Third attempt at refactoring pm.Simulator.

Apparently cloudpickle overcomes the limitations that we were facing in previous iterations of this PR in #4802 and #4877

ricardoV94 · 2021-08-04T14:20:26Z

pymc3/distributions/simulator.py

+        # NoDistribution.register(rv_type)
+        NoDistribution.register(SimulatorRV)
+
+        # @_logp.register(rv_type)


@lucianopaz, I cannot register it on the new rv_type, or I get a weird failure on multiprocessing, where the logp defaults to the standard at.zeros_like(value).

This causes the first Simulator test to fail, complaining that the input variables are not used in the compiled function (which is true because the default logp is based only on value)

The strange thing, is that when I run it on Jupyter, it fails in the first time the cell is run but passes the second time.

ricardoV94 · 2021-08-04T14:21:43Z

pymc3/distributions/simulator.py

+                dtype=dtype,
+                inplace=False,
+                fn=fn,
+                _distance=distance,


Ideally I wouldn't have to pass distance, sum_stat or epsilon via the SimulatorRV, but the dispatching is not working very well yet, see comment below

codecov · 2021-08-04T14:21:49Z

Codecov Report

Merging #4903 (737b24b) into main (bcc40ce) will decrease coverage by 1.86%.
The diff coverage is 95.04%.

❗ Current head 737b24b differs from pull request most recent head 7c9e31f.
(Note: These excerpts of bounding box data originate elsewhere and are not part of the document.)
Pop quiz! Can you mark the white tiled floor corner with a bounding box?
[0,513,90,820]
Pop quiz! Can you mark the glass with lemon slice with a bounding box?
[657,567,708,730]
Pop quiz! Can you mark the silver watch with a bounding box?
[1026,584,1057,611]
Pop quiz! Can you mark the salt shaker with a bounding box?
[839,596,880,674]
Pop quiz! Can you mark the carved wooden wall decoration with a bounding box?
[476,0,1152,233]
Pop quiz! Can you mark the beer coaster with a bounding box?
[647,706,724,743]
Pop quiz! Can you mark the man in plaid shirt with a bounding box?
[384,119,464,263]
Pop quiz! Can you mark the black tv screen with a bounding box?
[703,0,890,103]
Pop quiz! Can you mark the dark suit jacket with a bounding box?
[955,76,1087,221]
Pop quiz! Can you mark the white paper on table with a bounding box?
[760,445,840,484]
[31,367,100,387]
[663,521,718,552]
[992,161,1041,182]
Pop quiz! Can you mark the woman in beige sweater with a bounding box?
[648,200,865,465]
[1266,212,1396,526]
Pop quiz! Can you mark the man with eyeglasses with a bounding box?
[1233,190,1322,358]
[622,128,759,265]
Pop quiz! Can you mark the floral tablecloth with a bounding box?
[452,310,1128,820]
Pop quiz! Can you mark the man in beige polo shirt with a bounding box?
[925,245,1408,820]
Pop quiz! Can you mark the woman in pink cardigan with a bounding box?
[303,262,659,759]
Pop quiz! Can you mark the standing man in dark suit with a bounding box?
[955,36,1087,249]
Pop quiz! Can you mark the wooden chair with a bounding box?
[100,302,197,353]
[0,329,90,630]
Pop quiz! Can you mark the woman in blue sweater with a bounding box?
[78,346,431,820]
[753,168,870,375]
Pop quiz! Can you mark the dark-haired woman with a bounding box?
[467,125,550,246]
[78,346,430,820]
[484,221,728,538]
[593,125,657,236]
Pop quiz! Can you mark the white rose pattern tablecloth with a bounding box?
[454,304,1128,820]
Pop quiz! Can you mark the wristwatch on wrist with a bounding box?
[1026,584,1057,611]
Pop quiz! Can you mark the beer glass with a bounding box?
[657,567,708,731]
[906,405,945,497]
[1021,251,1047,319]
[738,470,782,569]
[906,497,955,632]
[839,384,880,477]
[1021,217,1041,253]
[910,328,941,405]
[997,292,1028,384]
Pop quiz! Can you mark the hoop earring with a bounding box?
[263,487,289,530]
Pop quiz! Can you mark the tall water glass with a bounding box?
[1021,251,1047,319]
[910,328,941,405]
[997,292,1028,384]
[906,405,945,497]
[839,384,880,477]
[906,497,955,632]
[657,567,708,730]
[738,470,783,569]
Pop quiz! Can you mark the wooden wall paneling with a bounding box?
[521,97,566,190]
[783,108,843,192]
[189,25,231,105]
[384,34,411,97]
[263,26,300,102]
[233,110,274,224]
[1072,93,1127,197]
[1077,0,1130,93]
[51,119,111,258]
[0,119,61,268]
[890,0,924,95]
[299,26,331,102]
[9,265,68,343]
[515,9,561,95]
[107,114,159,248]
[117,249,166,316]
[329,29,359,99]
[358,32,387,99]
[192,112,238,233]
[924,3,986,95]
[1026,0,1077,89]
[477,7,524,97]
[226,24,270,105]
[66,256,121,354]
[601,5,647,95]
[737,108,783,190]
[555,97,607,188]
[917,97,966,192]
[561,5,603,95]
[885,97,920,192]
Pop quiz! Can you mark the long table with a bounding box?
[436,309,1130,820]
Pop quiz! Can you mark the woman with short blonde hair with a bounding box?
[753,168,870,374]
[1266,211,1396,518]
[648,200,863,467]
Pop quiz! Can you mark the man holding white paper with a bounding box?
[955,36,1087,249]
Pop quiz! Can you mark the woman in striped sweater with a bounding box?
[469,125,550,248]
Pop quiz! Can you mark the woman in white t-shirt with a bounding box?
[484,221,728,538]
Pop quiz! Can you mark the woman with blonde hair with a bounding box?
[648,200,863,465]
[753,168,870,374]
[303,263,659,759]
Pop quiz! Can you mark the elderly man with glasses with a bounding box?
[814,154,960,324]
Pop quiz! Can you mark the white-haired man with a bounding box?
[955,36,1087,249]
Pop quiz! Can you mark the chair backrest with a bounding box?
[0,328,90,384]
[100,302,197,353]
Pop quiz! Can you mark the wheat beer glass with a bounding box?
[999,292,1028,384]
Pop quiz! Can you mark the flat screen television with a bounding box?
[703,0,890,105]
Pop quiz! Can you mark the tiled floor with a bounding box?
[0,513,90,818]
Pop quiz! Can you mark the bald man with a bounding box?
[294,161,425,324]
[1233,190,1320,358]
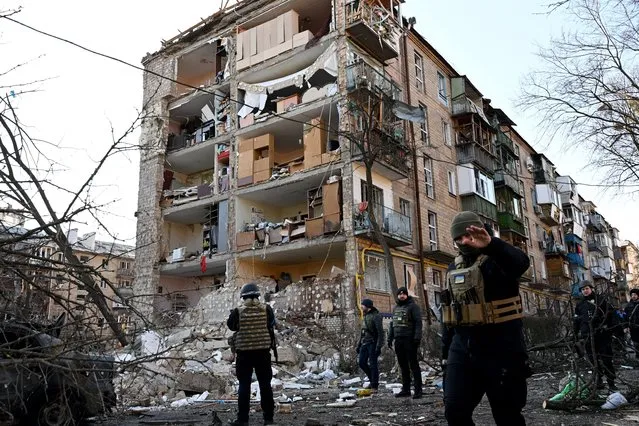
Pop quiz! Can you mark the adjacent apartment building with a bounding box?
[134,0,636,315]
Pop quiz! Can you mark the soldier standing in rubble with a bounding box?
[388,287,422,399]
[573,281,617,391]
[624,288,639,356]
[226,283,275,426]
[357,299,384,391]
[442,211,531,426]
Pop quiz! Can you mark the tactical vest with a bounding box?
[442,254,523,326]
[235,302,271,351]
[393,303,413,331]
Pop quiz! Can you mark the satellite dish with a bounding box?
[526,157,535,173]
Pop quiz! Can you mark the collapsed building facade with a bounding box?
[134,0,632,322]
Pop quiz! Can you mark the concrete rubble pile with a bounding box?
[115,276,352,407]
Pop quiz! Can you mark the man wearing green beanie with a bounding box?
[442,211,531,426]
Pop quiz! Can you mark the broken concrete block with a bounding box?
[166,328,191,347]
[277,346,301,365]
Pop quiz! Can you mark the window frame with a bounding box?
[437,71,448,106]
[424,155,435,200]
[413,51,426,93]
[428,210,439,251]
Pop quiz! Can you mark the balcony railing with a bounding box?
[497,130,517,156]
[495,169,521,194]
[588,240,603,253]
[568,253,586,268]
[115,268,133,277]
[346,61,401,99]
[353,204,413,245]
[462,195,497,221]
[497,212,526,236]
[457,141,495,174]
[345,1,398,62]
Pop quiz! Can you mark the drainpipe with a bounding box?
[401,24,431,325]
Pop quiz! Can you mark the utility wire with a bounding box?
[0,16,639,188]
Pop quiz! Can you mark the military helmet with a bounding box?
[240,283,260,299]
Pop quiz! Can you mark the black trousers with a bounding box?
[584,334,615,383]
[395,337,422,392]
[235,349,275,422]
[444,336,530,426]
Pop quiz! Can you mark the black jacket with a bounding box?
[388,296,422,344]
[442,237,530,359]
[573,293,616,338]
[624,300,639,342]
[357,307,384,350]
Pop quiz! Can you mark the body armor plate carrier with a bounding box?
[442,254,523,326]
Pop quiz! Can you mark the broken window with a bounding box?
[364,254,390,293]
[415,52,424,92]
[424,157,435,198]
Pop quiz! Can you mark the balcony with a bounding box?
[351,128,410,180]
[345,0,398,62]
[457,142,495,174]
[115,268,133,278]
[535,204,561,226]
[353,203,413,247]
[462,195,497,221]
[497,130,518,158]
[568,253,586,268]
[497,212,526,237]
[590,265,608,280]
[346,61,401,99]
[587,213,605,231]
[495,169,520,194]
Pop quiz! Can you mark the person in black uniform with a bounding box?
[624,288,639,355]
[388,287,422,399]
[573,281,617,391]
[442,211,531,426]
[226,283,275,426]
[356,299,384,391]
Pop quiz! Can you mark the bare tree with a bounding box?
[342,68,410,294]
[521,0,639,187]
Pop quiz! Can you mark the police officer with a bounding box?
[226,283,275,426]
[624,288,639,351]
[442,211,530,426]
[388,287,422,399]
[573,281,617,391]
[357,299,384,391]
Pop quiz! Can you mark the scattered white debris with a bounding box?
[339,392,355,399]
[601,392,628,410]
[326,399,357,408]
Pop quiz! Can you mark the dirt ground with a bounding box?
[91,370,639,426]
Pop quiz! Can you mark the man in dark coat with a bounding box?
[442,212,530,426]
[573,281,617,391]
[388,287,422,399]
[624,288,639,351]
[357,299,384,390]
[226,283,275,426]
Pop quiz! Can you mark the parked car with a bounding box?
[0,314,116,426]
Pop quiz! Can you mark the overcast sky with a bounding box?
[0,0,639,242]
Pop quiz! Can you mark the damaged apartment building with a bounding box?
[134,0,632,322]
[135,0,458,320]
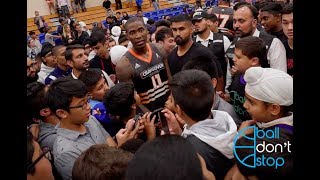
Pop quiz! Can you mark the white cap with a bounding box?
[110,45,128,65]
[111,26,121,37]
[244,67,293,106]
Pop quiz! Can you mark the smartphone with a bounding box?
[150,108,169,134]
[133,113,143,129]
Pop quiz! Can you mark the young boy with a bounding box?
[163,69,237,179]
[79,69,110,126]
[223,36,266,121]
[235,67,293,179]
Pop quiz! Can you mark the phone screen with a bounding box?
[150,108,169,134]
Consider uploading reports for the commit 7c9e31f to get more accurate results

@@            Coverage Diff             @@
##             main    #4903      +/-   ##
==========================================
- Coverage   76.34%   74.48%   -1.87%     
==========================================
  Files          86       86              
  Lines       13931    13927       -4     
==========================================
- Hits        10636    10373     -263     
- Misses       3295     3554     +259

Impacted Files	Coverage Δ
pymc3/distributions/simulator.py	`86.25% <94.23%> (+60.39%)`	⬆️
pymc3/aesaraf.py	`91.48% <100.00%> (+0.21%)`	⬆️
pymc3/distributions/distribution.py	`85.71% <100.00%> (+3.04%)`	⬆️
pymc3/smc/sample_smc.py	`85.50% <100.00%> (+0.50%)`	⬆️
pymc3/smc/smc.py	`98.70% <100.00%> (+0.32%)`	⬆️
pymc3/distributions/bart.py	`18.05% <0.00%> (-81.95%)`	⬇️
pymc3/step_methods/pgbart.py	`18.12% <0.00%> (-77.68%)`	⬇️
pymc3/distributions/tree.py	`30.86% <0.00%> (-69.14%)`	⬇️
pymc3/distributions/multivariate.py	`71.45% <0.00%> (-0.58%)`	⬇️
pymc3/step_methods/metropolis.py	`83.25% <0.00%> (-0.45%)`	⬇️
... and 13 more

ricardoV94 · 2021-08-04T16:10:55Z

I still have an issue with the logp function of models with Simulator variables. The upstream input RandomVariables persist in the final compiled function, even though they don't contribute at all to the logp term: https://gist.github.com/ricardoV94/11e0bba211b746d369252a51773cf429

They seem to persist in the graph of the sim_value_rng despite being properly replaced in the graph of sim_value

This might by why the Simulator is performing slightly worse than in V3.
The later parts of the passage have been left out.